In 1837, the Hungarian scholar became the Librarian of the Asiatic Society, even as he continued to research Tibetan religious texts. He lived on the premises of the society.

“From the end of 1837 till the early part of 1842, Csoma remained in Calcutta, arranging the Tibetan works of the Asiatic Society as its librarian,” Duka wrote. “He published several scientific treatises and articles, and was engaged by Dr (William) Yates and other missionaries in the translation of the Liturgy, the Psalms and the Prayer-book into Tibetan.”

One of his most cherished dreams was to visit Lhasa and central Tibet. He made plans in 1842 to visit the region, with the full backing and blessings of the British, but he contracted malaria while crossing the Terai in March of that year. He made it to Darjeeling in poor health and passed away in the town.

A monument to Csoma in Darjeeling. Credit: Grentidez/Wikimedia Commons [Public Domain]

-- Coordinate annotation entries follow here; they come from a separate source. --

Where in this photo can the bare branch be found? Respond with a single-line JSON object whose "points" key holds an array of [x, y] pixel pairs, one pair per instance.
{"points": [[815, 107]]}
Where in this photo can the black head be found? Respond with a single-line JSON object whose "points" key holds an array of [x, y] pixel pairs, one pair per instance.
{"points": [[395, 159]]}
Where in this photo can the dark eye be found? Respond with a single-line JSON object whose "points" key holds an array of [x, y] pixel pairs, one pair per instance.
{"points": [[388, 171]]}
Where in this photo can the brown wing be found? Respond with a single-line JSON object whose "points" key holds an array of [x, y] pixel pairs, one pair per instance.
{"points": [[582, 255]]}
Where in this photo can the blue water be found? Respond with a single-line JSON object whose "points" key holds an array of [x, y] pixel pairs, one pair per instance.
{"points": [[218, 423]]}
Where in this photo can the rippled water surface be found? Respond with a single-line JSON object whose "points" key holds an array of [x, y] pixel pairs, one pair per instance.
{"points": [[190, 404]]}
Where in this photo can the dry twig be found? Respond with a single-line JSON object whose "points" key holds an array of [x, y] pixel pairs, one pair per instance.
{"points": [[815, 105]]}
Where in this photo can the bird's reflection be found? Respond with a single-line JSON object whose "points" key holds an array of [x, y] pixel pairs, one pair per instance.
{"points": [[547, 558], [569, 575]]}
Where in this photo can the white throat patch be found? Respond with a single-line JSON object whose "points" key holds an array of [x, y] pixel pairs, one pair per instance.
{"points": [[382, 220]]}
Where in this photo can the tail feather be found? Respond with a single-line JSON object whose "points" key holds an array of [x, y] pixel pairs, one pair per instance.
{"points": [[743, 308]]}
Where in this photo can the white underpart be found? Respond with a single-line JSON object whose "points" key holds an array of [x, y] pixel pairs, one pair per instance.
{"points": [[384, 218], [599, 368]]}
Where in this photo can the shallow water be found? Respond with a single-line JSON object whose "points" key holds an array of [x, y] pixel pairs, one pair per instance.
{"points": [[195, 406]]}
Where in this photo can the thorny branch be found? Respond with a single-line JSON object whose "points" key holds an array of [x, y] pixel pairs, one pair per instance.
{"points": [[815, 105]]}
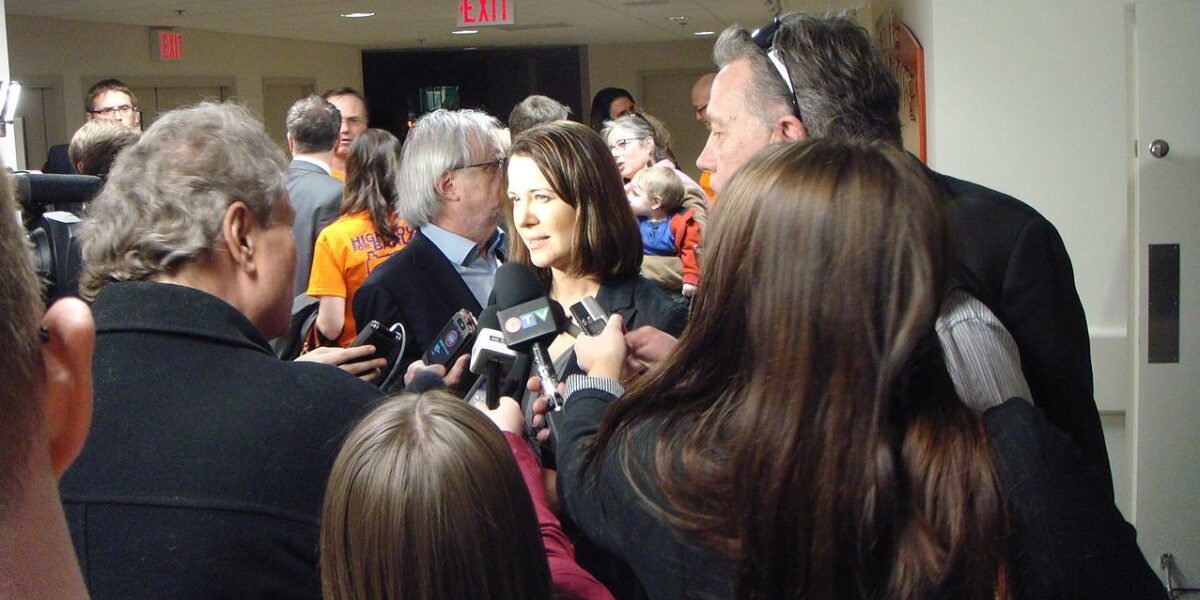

Such was his fondness for Calcutta and the Asiatic Society that he pledged to return to the city after his Central Asia expedition, but this was not to be.

He left behind a great legacy and is widely known as the founder of modern Tibetology. Csoma’s dictionary, grammar book and other publications were considered essential study materials for Tibetologists in Europe in the 19th and 20th centuries, including Russian scholar George Roerich, who managed to build on the work carried out by Csoma.

In his native Hungary, he is fondly remembered as a “pilgrim scholar.” In October 2021, a delegation of scholars from Hungary visited the room where Csoma worked at the Asiatic Society in Kolkata. The room was renovated with the support of the Hungarian Embassy in Delhi a few years ago, and has some memorabilia associated with Csoma.

Margit Köves, a visiting faculty at Delhi University’s department of Slavonic and Finno-Ugrian Studies who has been teaching Hungarian in India for more than two decades, told The Times of India that Csoma was one of the “first examples in Indo-Hungarian cooperation that continues to flourish to this day”. Bengali, Marathi and Sanskrit featured among the 16 languages that the Hungarian mastered.

More than two centuries after he set off on his adventure of a lifetime, Alexander Csoma de Kőrös’s work is celebrated in the East and the West.

Ajay Kamalakaran is a writer and independent journalist, based in Mumbai. He is a Kalpalata Fellow for History & Heritage Writings for 2021.